# cleaning out some of dads stuffffff



## BuzzKill (Oct 27, 2008)

need to shrink them files down a notch, son!


----------



## B4T (Feb 10, 2009)

BuzzKill said:


> need to shrink them files down a notch, son!


 
They fit just fine on my screen, stop using your IPOD


----------



## BuzzKill (Oct 27, 2008)

Black4Truck said:


> They fit just fine on my screen, stop using your IPOD


they load a little slow that's all


----------



## JoeKP (Nov 16, 2009)

here's more!

4.) old intercom? cant remember where it came from...









5.) label form the intercom (on the back)









6.) not a clue what this is, can someone tell me??








7.)same as above








8.) I'm pretty sure this was an old school bell setup...








one pic left... NEXT POST!


----------



## JoeKP (Nov 16, 2009)

9.) last but not least... anyone need a knife, we have spares... I found these in a old box of other vintage stuff we have... shows you how many knifes my dads has broken through over about 25 yrs...


----------



## MDShunk (Jan 7, 2007)

#6 appears to be a growler, for motor testing.

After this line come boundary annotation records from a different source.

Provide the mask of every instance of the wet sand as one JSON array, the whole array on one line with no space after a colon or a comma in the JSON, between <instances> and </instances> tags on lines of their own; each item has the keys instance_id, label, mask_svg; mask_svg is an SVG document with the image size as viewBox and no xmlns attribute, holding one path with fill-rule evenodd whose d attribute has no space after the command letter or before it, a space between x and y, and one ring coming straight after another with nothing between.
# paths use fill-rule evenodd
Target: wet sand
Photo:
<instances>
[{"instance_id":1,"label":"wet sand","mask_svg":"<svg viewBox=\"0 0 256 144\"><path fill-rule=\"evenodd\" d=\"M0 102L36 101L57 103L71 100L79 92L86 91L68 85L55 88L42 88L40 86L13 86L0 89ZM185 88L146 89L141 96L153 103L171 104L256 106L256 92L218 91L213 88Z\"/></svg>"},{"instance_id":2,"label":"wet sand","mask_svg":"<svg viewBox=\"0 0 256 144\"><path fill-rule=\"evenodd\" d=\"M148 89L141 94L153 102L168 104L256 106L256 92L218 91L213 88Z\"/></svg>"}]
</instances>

I'd actually like to purchase that, if you or your father are interested in selling it.


----------



## MDShunk (Jan 7, 2007)

Oh.... one more thing... Masco was a brand sold at Radio Shack before they started to house brand stuff Realistic.


----------



## JoeKP (Nov 16, 2009)

MD clear out your PM inbox pls


----------



## MDShunk (Jan 7, 2007)

JoeKP said:


> MD clear out your PM inbox pls


Should be a little room now.


----------



## NolaTigaBait (Oct 19, 2008)

MDShunk said:


> #6 appears to be a growler, for motor testing.
> 
> I'd actually like to purchase that, if you or your father are interested in selling it.


Does it get boring knowing everything?


----------



## electro916 (Jan 16, 2009)

MDShunk said:


> #6 appears to be a growler, for motor testing.
> 
> I'd actually like to purchase that, if you or your father are interested in selling it.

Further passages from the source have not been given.